The digital revolution promoted by Modi since he took charge of the country in 2014 needs to be used to ensure that information reaches the public, not everything going to some designated agency, and from then on, radio silence. Donors will multiply once they are certain that what they are giving is actually going to those in need. Curing a headache by cutting off the head has been Standard Operating Procedure in several departments since colonial times. Just as the entire bureaucracy cannot be put into the freezer because 5% of bureaucrats are corrupt, that 5% of NGOs are dodgy and have agendas that go against the national interest should not be a reason for slowing down certification and permissions for all of them.

It is not the job of government agencies to block, it is their responsibility to act as facilitators. The agencies would also ensure monitoring which separates the bad apples that get discovered in the course of their operations. Individuals and NGOs have done service during the pandemic in a manner that the world has seen and appreciated. Only a few NGOs need to be the targets of investigation and action. The rest should be allowed the freedom to operate. Restraint and restriction should be the exception and not the rule. In efforts to catch a crook, 99 individuals doing useful and honest work should not be prevented from doing so.

RAMP UP THERAPEUTICS

Therapeutics need to be ramped up in India, and it is expected that changes in administrative practice can ensure this. Many drugs found useful in dealing with the pandemic have expired patents, while others that are essential can be produced either through collaboration or on occasion, compulsory licensing. When a German pharma company sought to stop this from happening to a product in India, the courts stood by patients and not the patent. This avenue needs to be explored rather than avoided out of worry of the US Trade Representative.

The USTR under Biden is not what the USTR was under Trump, and it is unlikely that lifesaving measures will be blocked by the White House in the manner that was threatened during the period when Trump was in office. Should India produce drugs not only for itself but for the world (as policy resets can ensure), it would be difficult for even Switzerland or Germany to block such a situation, despite the influence of Big Pharma in those countries. Unlike what its detractors say, the Vaccine Maitri policy of the Modi government made sense, but needs to be combined with moves to ensure that bottlenecks to production of PPEs and other requisites get removed. ICMR and the Health Ministry need to be pro-active on this. Given the dismal record of the WHO during the pandemic, relying on that organisation for guidance on what to do is an invitation to disaster.

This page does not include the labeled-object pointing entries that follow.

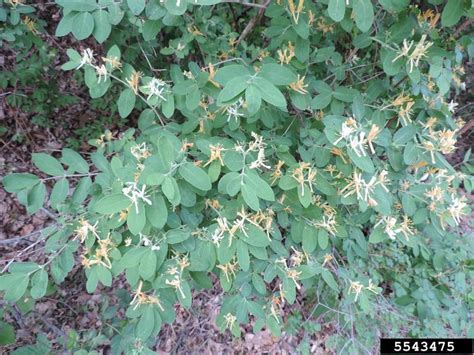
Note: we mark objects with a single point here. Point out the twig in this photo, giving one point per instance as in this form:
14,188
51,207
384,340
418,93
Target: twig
253,22
468,126
251,4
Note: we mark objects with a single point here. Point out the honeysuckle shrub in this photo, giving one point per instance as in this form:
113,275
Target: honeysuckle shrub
284,149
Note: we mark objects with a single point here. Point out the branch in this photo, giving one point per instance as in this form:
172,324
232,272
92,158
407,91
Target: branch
251,4
253,22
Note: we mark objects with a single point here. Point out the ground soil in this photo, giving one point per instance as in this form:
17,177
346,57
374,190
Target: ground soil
71,307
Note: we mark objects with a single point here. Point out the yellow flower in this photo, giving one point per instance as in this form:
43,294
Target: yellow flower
134,81
299,86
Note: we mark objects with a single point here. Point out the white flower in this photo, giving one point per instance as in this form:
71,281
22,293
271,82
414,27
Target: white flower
358,143
87,57
456,209
233,110
346,131
452,106
101,72
135,194
156,87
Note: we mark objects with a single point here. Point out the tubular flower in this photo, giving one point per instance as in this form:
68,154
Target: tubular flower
134,194
156,87
299,86
418,52
140,298
134,81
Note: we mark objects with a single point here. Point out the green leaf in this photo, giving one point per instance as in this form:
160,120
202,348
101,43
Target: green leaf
233,88
136,6
148,263
83,25
59,192
104,275
7,334
146,324
150,30
345,94
92,280
362,162
310,238
65,25
336,9
253,99
270,93
47,164
323,239
364,14
250,196
102,27
229,72
75,161
126,102
176,8
243,256
176,236
321,101
404,135
136,220
157,213
329,279
195,176
166,153
452,13
112,204
18,285
259,284
304,195
16,182
277,74
39,284
255,236
36,198
82,190
260,186
376,236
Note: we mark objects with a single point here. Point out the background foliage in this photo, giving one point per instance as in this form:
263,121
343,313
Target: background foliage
287,150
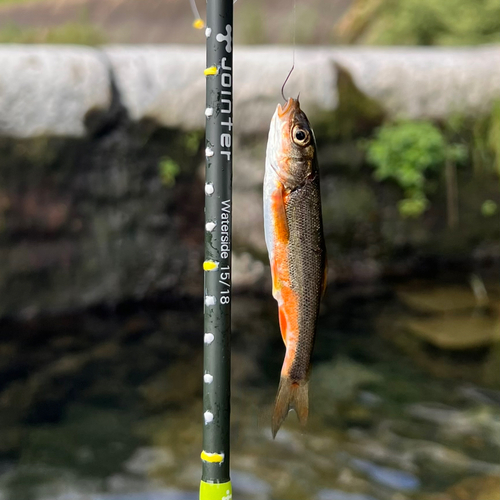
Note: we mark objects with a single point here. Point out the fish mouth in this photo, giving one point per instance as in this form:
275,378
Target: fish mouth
287,108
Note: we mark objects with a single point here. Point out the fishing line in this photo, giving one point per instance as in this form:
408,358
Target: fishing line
293,56
198,21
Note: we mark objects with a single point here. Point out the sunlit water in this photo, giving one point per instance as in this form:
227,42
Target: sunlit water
106,405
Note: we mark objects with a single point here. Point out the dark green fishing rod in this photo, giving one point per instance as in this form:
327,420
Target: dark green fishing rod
215,479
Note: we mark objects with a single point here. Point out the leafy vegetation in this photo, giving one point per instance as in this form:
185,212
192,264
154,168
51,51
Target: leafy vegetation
422,22
408,153
169,170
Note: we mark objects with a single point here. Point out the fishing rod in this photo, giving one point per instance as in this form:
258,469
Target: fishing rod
215,479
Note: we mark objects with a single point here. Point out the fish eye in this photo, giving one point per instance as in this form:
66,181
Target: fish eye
300,136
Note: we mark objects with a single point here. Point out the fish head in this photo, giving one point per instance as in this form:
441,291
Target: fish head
294,145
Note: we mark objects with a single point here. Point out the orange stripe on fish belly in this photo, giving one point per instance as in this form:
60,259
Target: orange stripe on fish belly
294,237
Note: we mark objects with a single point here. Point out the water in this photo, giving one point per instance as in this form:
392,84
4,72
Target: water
106,405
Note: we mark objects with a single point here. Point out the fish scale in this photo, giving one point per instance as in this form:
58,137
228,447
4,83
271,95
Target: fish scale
306,256
294,238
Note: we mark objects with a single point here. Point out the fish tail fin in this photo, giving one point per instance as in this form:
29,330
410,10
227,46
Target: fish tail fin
290,395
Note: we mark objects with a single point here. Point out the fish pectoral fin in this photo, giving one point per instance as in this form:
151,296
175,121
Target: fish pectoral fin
325,279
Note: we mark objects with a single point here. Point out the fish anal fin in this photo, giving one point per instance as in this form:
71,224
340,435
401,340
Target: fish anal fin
294,395
283,322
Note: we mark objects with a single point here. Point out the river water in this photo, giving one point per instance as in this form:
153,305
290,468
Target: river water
106,404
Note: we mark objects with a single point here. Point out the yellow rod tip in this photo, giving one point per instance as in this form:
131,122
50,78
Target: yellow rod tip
213,458
210,265
198,24
211,71
216,491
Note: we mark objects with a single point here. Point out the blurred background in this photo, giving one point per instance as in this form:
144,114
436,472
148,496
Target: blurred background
101,246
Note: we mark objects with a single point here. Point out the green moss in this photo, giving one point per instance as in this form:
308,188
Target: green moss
169,170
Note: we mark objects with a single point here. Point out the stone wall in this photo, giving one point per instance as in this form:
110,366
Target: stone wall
86,217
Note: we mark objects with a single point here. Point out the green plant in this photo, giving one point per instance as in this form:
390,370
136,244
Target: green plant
489,208
169,170
407,153
422,22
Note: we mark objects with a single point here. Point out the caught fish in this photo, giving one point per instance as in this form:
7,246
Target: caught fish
294,238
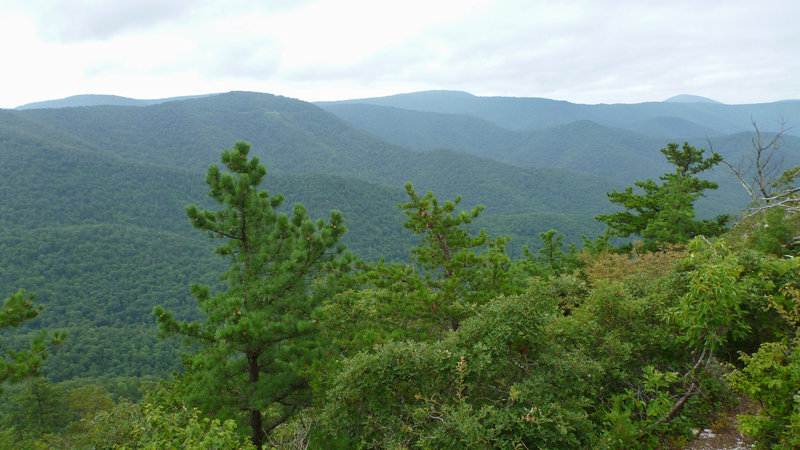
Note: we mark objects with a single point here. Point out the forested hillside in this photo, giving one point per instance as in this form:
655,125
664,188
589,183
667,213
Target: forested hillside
464,316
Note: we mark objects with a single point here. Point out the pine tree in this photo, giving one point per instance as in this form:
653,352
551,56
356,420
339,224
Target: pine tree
260,335
18,365
460,269
664,213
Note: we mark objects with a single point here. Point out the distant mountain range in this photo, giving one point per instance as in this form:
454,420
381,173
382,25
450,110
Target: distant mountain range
93,188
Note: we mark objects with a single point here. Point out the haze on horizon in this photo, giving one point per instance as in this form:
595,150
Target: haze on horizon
582,51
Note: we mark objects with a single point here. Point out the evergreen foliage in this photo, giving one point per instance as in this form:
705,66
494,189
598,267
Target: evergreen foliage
17,365
664,213
260,335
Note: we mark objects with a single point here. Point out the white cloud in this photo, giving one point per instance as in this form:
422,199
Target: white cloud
582,51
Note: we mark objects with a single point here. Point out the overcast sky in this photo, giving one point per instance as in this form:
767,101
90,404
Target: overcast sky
602,51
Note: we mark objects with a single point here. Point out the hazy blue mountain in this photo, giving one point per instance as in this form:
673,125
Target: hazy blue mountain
92,197
536,113
98,100
671,128
686,98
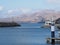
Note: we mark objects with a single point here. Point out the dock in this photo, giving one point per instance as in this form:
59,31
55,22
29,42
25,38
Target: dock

DUAL SYSTEM FOR VACCINATION

COWIN is a good system, except for the many millions too poor to access the internet. A dual system has been suggested by a health specialist based in Japan, Dr Sunil Chacko. This is that those too poor to have access to the internet should be given the right to walk in to vaccination centres kept for them. Others could schedule appointments through their smartphones. Once more companies in India are enabled through policy resets to increase the production of vaccines, India can produce around 4 billion SARS2 vaccines annually within the next two years, and be able to vaccinate the world. India can equally well produce low-cost therapeutics effective against the disease and send them across the world, as is happening in the case of HIV-AIDS. 2020 was a year of missed opportunities. 2121 needs to be the year of the Great Reset.